In February, at the Toronto Code Sprint, the PostGIS team looked each other in the eye (for the first time) and committed to get the 1.4 release out by late April.

Well, it’s late June now. It seems very likely that I will get to cut 1.4.0RC1 tomorrow morning.

My personal preference has always been to release early and often. In the hacker ethic, this sounds like a good thing, it’s the “bazaar” model that Eric Raymond promoted over the “cathedral” model of development. In the bazaar, you dump out regular releases, and let the community dictate whether they are of quality (“don’t use 2.31.2a, it’s garbage!”). I still remember being told by a more knowledgeable Linux user that I could upgrade to 1.1.53 (?), but not any further than that, because the succeeding releases were unstable. In the cathedral, you release no wine before its time, aiming for a polished diamond of a release.

So, 1.4.0 has taken much longer than expected, the confluence of a development team that is now unwilling to accept the existence of any “crasher” bugs at all (no matter how unlikely they are to be exercised) and a growing comprehensiveness in the test suite, which is now covering all the functions, in most every combination of inputs. Because of the enhanced testing, we discovered crashers we didn’t know we had – and then we had to fix them.

Despite chafing to release! release! release! I have come to appreciate our new conservatism. Among my favorite feedbacks on PostGIS is the users who say “it just works, install it and forget about it, rock solid”. That feels good, and to keep things that way, our new austerity is only going to help.

The maturation of PostGIS into a product you can just “install and forget” has been multi-stage.

Prior to the 1.0 release, Sandro Santilli added the first regression tests. These tests have been growing ever since and have been invaluable in ensuring that old bugs don’t re-enter the code base, and that new features don’t break old features.
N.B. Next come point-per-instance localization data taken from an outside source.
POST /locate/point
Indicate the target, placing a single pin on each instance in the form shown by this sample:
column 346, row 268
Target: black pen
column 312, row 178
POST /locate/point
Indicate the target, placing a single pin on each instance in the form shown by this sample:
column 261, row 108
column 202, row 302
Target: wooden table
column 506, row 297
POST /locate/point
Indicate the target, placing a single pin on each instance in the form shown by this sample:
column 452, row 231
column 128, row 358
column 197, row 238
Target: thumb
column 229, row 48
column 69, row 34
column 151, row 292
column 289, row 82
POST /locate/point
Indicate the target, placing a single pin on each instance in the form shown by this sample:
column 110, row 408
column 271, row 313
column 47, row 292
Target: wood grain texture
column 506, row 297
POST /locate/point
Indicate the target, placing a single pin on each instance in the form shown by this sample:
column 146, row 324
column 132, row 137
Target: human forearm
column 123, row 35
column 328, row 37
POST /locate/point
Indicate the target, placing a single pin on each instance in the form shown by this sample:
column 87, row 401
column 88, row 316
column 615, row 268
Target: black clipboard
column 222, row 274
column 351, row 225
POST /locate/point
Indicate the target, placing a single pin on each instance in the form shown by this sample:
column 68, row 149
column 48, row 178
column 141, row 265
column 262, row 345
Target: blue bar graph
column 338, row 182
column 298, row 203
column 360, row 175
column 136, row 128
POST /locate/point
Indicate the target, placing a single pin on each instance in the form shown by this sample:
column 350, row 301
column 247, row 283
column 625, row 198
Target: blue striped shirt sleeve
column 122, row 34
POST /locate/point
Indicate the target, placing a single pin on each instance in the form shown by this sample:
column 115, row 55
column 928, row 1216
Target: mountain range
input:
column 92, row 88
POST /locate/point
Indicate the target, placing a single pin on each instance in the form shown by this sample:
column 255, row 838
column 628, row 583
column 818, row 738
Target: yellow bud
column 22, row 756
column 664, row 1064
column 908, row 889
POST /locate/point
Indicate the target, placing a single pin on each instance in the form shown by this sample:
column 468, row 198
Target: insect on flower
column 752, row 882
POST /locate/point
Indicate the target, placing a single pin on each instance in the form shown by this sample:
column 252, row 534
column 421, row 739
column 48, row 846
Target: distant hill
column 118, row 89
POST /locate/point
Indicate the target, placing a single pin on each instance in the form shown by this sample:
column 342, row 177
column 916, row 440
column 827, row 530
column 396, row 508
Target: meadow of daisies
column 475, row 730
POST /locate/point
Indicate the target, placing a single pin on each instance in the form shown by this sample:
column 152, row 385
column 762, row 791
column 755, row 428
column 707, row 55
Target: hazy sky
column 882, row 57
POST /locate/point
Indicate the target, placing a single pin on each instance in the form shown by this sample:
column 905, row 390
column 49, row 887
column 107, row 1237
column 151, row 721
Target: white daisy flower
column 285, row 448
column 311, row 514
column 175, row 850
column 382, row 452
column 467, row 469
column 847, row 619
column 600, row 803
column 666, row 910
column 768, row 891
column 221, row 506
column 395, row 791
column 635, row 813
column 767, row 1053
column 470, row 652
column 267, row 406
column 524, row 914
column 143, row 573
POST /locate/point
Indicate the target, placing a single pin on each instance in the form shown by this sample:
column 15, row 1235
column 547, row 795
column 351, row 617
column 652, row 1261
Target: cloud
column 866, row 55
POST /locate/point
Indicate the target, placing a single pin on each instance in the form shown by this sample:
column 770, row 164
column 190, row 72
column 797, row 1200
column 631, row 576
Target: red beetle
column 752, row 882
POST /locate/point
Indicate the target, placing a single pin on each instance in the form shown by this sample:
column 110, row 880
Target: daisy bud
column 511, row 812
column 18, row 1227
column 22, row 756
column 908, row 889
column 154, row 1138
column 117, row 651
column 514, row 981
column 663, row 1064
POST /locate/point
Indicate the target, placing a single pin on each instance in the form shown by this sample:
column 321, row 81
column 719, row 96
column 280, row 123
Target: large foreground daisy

For the 1.4 release, the documentation was upgraded substantially, by adding a great deal of extra structuring to the reference section. Regina Obe discovered that a side effect of the extra structure was that she could automatically generate a test for most every documented function using XSLT on the docbook XML. This new “garden test” found a number of previously undetected bugs, that have since been removed.

For the 1.4 release, I added the start of a CUnit test suite that exercises the PostGIS functions without requiring a database back-end. Even in it’s early state, it has saved me from a couple booboos already. For future releases, this extra regression suite is going to help keep things stable.

For the 1.4 release, Mark Cave-Ayland re-worked the logging and debugging infrastructure, to make the coding cleaner and easier to maintain during debugging cycles. He also split out the underlying geometry implementations, which are now used in the loader/dumper utilities, for a more consistent approach to geometry handling.

These are all under-the-covers improvements that end-users never see. But they all contribute to that “it just works, it just runs” end-user experience that I have come to treasure even more than the sensation of slamming out a point release at 2am. I hope everyone tries out RC1 so that we can slay any remaining bugs before the 1.4.0 release!